Kapolres Bengkalis, AKBP Fahrian Saleh Siregar, S.I.K., M.Si melalui Kasat Reskrim Polres Bengkalis IPTU Yohn Mabel S.Tr.K., S.I.K., M.H menyampaikan bahwa pengungkapan tersebut berawal dari informasi masyarakat mengenai adanya aktivitas pengangkutan kayu yang diduga berasal dari hasil pembalakan liar di wilayah tersebut.
“Menindaklanjuti informasi tersebut, tim Satreskrim Polres Bengkalis langsung menuju lokasi untuk melakukan pengecekan dan menemukan satu unit mobil yang membawa muatan kayu olahan berupa papan,” jelas Kasat Reskrim.
Selain mengamankan barang bukti berupa 1 unit mobil Mitsubishi Canter warna kuning dengan nomor polisi BK 8187 AC yang bermuatan kayu olahan sekitar ±4 kubik, serta 1 unit handphone merek Vivo warna hitam petugas juga berhasil mengamankan seorang pria berinisial R.S. yang diduga melakukan pengangkutan kayu tanpa dilengkapi dokumen atau izin yang sah.pungkasnya
Saat diinterogasi,pelaku tidak dapat menunjukkan dokumen resmi terkait pengangkutan kayu tersebut sehingga pelaku beserta barang bukti langsung diamankan ke Polres Bengkalis untuk menjalani proses hukum lebih lanjut.
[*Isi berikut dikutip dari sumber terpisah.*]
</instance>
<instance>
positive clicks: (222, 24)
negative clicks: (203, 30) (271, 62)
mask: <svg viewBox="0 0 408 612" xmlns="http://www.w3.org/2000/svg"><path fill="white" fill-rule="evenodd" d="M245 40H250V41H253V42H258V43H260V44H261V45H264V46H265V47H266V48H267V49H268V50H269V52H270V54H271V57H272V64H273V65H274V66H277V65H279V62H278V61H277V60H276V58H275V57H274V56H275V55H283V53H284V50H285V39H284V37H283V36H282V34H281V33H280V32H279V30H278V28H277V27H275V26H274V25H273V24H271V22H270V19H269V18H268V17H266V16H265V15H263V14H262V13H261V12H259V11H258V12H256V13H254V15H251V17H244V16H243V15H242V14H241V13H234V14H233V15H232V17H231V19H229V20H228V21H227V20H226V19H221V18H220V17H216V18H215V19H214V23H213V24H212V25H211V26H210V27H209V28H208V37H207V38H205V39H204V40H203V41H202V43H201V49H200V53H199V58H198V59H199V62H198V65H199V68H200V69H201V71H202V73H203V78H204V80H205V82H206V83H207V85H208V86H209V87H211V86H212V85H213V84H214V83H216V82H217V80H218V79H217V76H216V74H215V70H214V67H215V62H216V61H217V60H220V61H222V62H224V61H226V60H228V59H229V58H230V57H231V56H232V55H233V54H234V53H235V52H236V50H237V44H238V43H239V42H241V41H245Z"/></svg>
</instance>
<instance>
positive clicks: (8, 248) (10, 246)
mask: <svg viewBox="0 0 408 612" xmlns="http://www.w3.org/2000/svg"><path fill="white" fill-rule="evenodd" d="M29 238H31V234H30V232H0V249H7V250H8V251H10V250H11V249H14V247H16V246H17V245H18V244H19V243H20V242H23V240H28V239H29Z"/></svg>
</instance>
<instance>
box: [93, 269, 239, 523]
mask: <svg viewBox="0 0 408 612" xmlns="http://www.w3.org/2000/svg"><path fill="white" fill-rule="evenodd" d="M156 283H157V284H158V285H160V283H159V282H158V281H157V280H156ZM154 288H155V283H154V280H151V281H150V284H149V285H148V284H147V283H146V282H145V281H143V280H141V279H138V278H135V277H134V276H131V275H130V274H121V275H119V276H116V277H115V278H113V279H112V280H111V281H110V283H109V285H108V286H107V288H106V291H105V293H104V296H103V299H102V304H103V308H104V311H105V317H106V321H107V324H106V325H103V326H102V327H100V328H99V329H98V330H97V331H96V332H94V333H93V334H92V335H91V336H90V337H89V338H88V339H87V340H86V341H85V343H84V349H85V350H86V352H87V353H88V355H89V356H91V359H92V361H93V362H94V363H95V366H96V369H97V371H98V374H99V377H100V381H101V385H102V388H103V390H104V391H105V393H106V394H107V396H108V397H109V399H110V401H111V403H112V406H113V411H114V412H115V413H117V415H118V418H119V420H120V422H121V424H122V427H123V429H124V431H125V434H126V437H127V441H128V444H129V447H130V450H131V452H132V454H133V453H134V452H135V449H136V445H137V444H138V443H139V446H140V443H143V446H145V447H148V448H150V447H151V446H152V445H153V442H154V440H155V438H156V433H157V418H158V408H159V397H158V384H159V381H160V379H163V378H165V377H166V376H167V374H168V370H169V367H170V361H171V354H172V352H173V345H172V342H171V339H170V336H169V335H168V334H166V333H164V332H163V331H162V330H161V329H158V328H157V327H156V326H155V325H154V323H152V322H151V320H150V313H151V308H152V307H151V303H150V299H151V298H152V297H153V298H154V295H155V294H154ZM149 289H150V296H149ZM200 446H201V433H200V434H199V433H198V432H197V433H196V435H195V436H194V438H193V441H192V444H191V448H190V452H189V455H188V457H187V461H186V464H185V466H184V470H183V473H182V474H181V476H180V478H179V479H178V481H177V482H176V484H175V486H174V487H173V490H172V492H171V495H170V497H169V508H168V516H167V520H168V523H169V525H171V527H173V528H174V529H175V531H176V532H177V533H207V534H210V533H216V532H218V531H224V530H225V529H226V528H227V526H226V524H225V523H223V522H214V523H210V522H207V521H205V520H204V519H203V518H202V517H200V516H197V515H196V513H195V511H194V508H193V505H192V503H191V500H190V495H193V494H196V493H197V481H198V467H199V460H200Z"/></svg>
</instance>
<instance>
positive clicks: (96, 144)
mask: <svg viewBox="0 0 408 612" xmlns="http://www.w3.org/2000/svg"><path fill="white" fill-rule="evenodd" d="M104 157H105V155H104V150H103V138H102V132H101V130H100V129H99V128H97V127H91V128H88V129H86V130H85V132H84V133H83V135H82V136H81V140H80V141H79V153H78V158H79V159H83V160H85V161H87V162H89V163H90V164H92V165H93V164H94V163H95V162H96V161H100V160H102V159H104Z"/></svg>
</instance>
Atas perbuatannya, tersangka disangkakan melanggar Pasal 88 ayat (1) huruf a Jo Pasal 16 serta Pasal 83 ayat (1) huruf b Jo Pasal 12 huruf e Undang-Undang Republik Indonesia Nomor 18 Tahun 2013 tentang Pencegahan dan Pemberantasan Perusakan Hutan, sebagaimana telah diubah dengan Undang-Undang Republik Indonesia Nomor 6 Tahun 2023 tentang Cipta Kerja.
Kasat Reskrim menegaskan bahwa Polres Bengkalis akan terus melakukan penindakan tegas terhadap aktivitas illegal logging yang dapat merusak kelestarian hutan serta merugikan negara.
“Kami mengimbau kepada seluruh masyarakat agar tidak terlibat dalam aktivitas pembalakan liar serta segera melaporkan kepada pihak kepolisian apabila mengetahui adanya kegiatan yang merusak hutan,” tutupnya.(WFN).